How to use the pipeline in the docker container¶
Pull the docker image from Docker Hub
docker pull mwakok/satay:latest
Build the image and create the docker container locally in your computer
docker build . -t mwakok/satay:latest
Run the pipeline¶
Move to the location where you have the data you would like to mount to the container , to use
$(pwd)
in the command bellow (simplest option) , otherwise indicate the absolute path from your computer you would like to be loaded.
# For Windows (and WSL):
docker run --rm -it -e DISPLAY=host.docker.internal:0 -v /$(pwd):data/ mwakok/satay:latest
# For macOS
docker run --rm -it -e DISPLAY=docker.for.mac.host.internal:0 -v $(pwd):/data mwakok/satay
# For Linux
docker run --rm -it --net=host -e DISPLAY=:0 -v $(pwd):/data mwakok/satay
Access the terminal of the docker container¶
# For Windows (and WSL):
docker run --rm -it -e DISPLAY=host.docker.internal:0 -v /$(pwd):data/ mwakok/satay:latest bash
# For macOS
docker run --rm -it -e DISPLAY=docker.for.mac.host.internal:0 -v $(pwd):/data mwakok/satay bash
# For Linux
docker run --rm -it --net=host -e DISPLAY=:0 -v $(pwd):/data mwakok/satay bash
The flag
-e
enables viewing of the GUI outside the container via the XserverThe flag
-v
mounts the current directory (pwd) on the host system to the data/ folder inside the container
Creating a custom adapterfile.fa in your data/ folder¶
To know the adapters sequence , one way is to look for the overrepresented sequences in your dataset.

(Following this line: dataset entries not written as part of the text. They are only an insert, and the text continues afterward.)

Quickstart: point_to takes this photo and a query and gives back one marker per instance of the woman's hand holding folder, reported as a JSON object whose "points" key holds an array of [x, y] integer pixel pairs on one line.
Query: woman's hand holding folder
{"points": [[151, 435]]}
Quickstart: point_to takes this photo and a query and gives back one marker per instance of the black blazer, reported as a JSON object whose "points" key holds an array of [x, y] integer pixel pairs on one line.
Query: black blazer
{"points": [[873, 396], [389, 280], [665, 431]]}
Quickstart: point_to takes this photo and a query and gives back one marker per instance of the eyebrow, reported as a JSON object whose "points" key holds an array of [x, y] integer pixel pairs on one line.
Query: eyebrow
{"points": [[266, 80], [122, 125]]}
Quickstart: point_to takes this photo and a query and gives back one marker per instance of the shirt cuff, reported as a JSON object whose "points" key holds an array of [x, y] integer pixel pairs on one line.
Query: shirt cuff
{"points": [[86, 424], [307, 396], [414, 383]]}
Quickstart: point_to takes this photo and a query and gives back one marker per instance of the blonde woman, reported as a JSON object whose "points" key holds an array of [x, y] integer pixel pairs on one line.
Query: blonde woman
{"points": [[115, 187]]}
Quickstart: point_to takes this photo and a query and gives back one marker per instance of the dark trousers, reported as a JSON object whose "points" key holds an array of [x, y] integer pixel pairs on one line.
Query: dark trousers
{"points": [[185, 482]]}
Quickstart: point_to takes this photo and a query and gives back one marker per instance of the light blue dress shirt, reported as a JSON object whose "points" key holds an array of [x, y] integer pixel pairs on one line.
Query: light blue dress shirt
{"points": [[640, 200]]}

Steps:
Run the pipeline with the
[x] Quality checking raw data CHECKED
[x] Quality check interrupt CHECKED
When the GUI ask you to continue , say NO and go to your local
/data/fastqc_out/
Open the corresponding html file and go to the “Overrepresented sequences” section
Copy the sequence that has more than 15% of representation.

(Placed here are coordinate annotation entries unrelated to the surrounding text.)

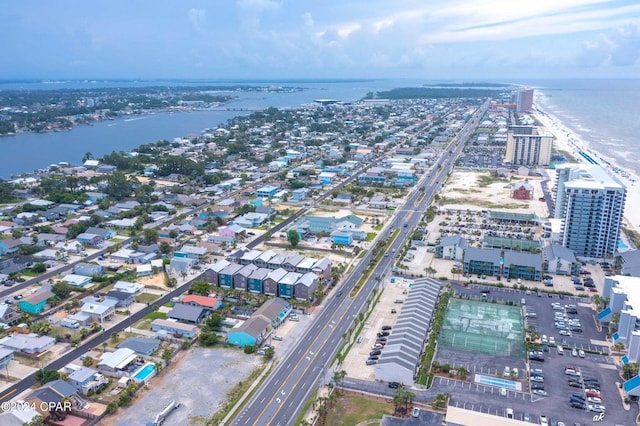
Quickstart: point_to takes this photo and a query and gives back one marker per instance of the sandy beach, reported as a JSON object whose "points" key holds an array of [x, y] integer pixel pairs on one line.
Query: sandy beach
{"points": [[566, 140]]}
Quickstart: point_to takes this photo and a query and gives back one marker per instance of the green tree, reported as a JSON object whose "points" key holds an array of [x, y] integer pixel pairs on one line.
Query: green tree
{"points": [[167, 355], [293, 237], [46, 376], [150, 236]]}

Create the adapterfile.fa in your local data folder
Open a bash terminal and move to the location where you have the data you would like to mount in the pipeline (fastq files)
cd /data
Create the adapterfile file customized to your dataset.
nano adapterfile.fa
Inside the
nano
editor , edit the file as follows:
> \> Sequence1 > > Overrepresented sequence 1 > > \> Sequence2 > > Overrepresented sequence 2
Ctrl-O save , Ctrl-X and quit the editor
Note
Note to not put empty lines in the text file, otherwise BBDuk might yield an error about not finding the adapters.fa file.!
Run again the container and it will automatically look for that file (adapterfile.fa) in the data folder .
Troubleshooting¶
When running the container , mainly for the 1st time , after a reboot of your PC, this may pops up:
Gtk-WARNING **: cannot open display: :0
There is a solution in Linux is typing the following command in the terminal : xhost +